This is the sixth story in a 10-part series previewing the 2014 Razorbacks. Up next: Safeties
FAYETTEVILLE — There’s a little-known fact about Martrell Spaight that the hard-hitting linebacker doesn’t share with many people.
It’s not a deep, dark secret. It’s not all that embarrassing, either. But for some reason, the player who developed a reputation for knocking out teammates with ferocious hits during his first preseason camp last summer doesn’t broadcast the fact he practices yoga in his spare time. Or that he really likes it.
“Honestly, I think yoga is a bigger challenge than just regular working out,” Spaight said. “I tried it my first time and I walked out sweating. … It’s pretty tough. It’s challenging. It teaches you to kind of keep your composure. There’s a lot of breathing that helps you keep your composure and gives you a peace of mind.”
Spaight believes it has helped him become a better linebacker, too, as he and the Razorbacks continue to grind their way through preseason camp. The 6-foot, 232-pound senior said earlier this month he feels stronger, more agile, flexible and prepared to handle a starting role with Arkansas’ defense in 2014.
It’s not all because of yoga, of course. But Spaight said it has helped.
“It’s pretty tough, but I feel like it’s helping me on the football field,” Spaight said.
Spaight certainly isn’t the first athlete to try it.
Former Arkansas basketball coach Nolan Richardson had his players on yoga mats long ago. Former Baltimore linebacker Ray Lewis, San Francisco tight end Vernon Davis and Cleveland Cavaliers stars LeBron James are among the list of professional athletes who have included yoga in their training regiments. The New York Giants and Philadelphia Eagles have even had yoga instructors on staff for players.
Spaight’s father introduced him to yoga last summer. Mark Spaight bought his son a DVD before he left for Arkansas and told his son to give it a try. Spaight listened.
“He actually had been trying to get me to do it since junior college,” Spaight said, looking back to his two seasons at Coffeyville (Kansas) Community College. “And my junior college coach actually wanted me to do it, but I never actually found a place to do it. He just surprised me one day and gave me the DVD and I gave it a shot.”
Spaight jokes that he found a place, too. In his room — with the door locked.
He’s done a good job of keeping it quiet. Arkansas linebackers coach Randy Shannon said he didn’t know Spaight did yoga. Defensive coordinator Robb Smith didn’t know until recently, either, but said there’s nothing to be embarrassed about.
“I think that’s phenomenal,” Smith said. “Listen, this guy … You’ve got to love Martrell. He’s going to do everything he can to get better.”
That’s what Spaight is aiming for. There’s not much time for yoga right now as Arkansas grinds its way through the third week of preseason practice. Instead, he’s trying to his role with the first-team defense as the opener approaches.
It’s a role Spaight wanted when he arrived last summer. The junior college transfer had his moments in practices, making an instant impression with his ability to thump ball carriers. It got to the point where the Razorbacks even created a term for it — being “Spaighted” — as they watched the collisions.
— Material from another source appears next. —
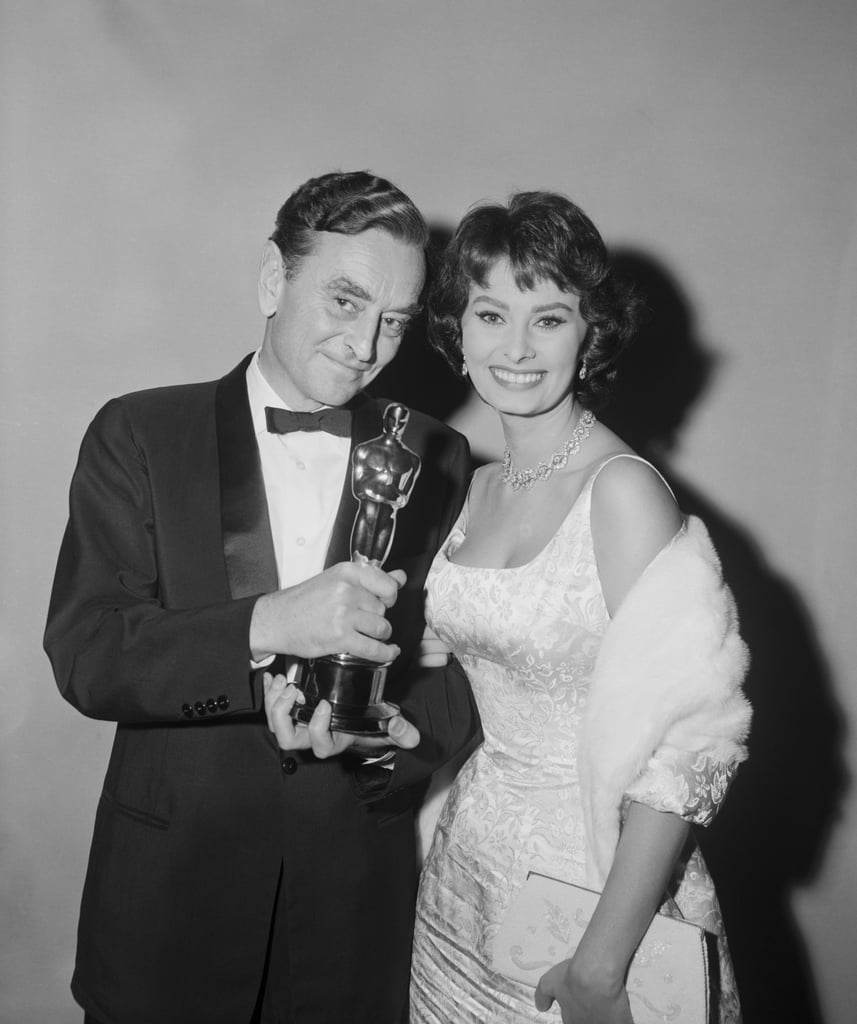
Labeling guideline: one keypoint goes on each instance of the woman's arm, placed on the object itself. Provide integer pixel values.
(633, 517)
(590, 986)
But it never really translated to game day. Spaight admitted he waded through the season leaning on natural talents than his understanding of Arkansas’ defensive plans and it showed. He played in nine games, but only finished with 22 tackles.
“I really didn’t understand the scheme,” Spaight said.
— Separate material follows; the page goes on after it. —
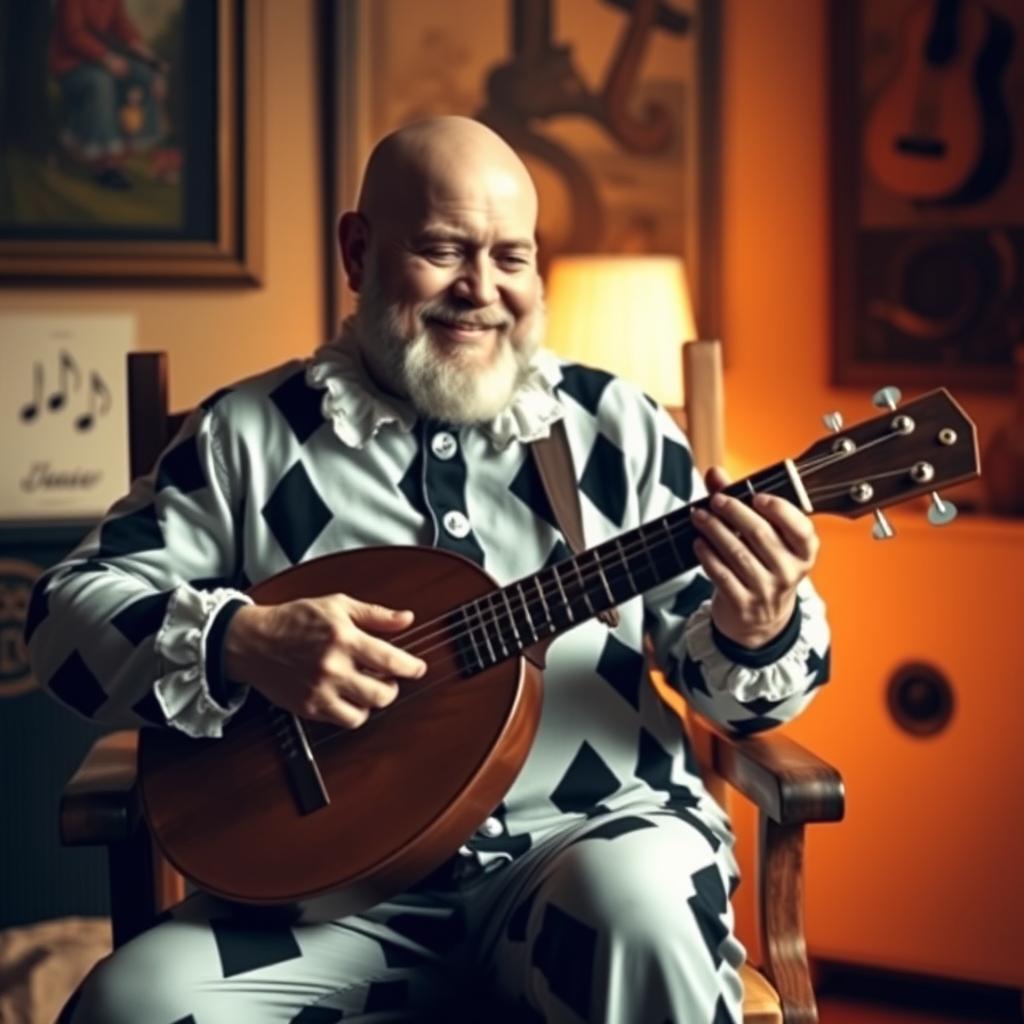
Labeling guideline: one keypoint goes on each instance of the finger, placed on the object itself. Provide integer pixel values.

So Spaight made it his mission in the offseason to becoming a smarter player.
On top of getting bigger and stronger, Spaight also devoted more time to his playbook and the film room. He didn’t have the opportunity because of his late arrival last year, but took advantage of his final spring and summer with the Hogs.
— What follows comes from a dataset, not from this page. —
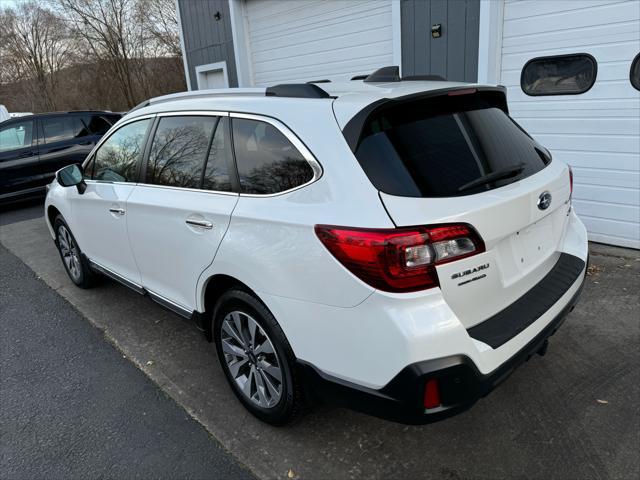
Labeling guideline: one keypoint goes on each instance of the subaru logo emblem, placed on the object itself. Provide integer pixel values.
(544, 200)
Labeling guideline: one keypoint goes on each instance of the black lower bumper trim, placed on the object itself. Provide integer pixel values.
(461, 383)
(508, 323)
“He got a chance to learn,” Arkansas linebackers coach Randy Shannon said. “He went through spring football, summer, getting some actually teaching and learning instead of just jumping the fire last year. … I think he’s understanding the game, he’s understanding the mistakes he’s making, But also when he makes a mistakes, he comes back and corrects it on the field, which is really positive.”
His teammates have noticed the difference in his performance.
“One thing about is Spaight is he plays the game like his hair is one fire,” Arkansas linebacker Braylon Mitchell said. “Now that he knows what he’s doing, he can still play with his hair on fire and actually be in the right positions to make plays.”
Spaight knows nothing is guaranteed, though.
So nothing will change about his preparation as he works through the final two weeks before the season opener. It might even include some more yoga — behind his locked bedroom door — if time permits.
“I’ve just been continuing to keep gradually getting better on my yoga,” Spaight said. “I don’t tell a lot of people, but sooner or later it’s going to get out.”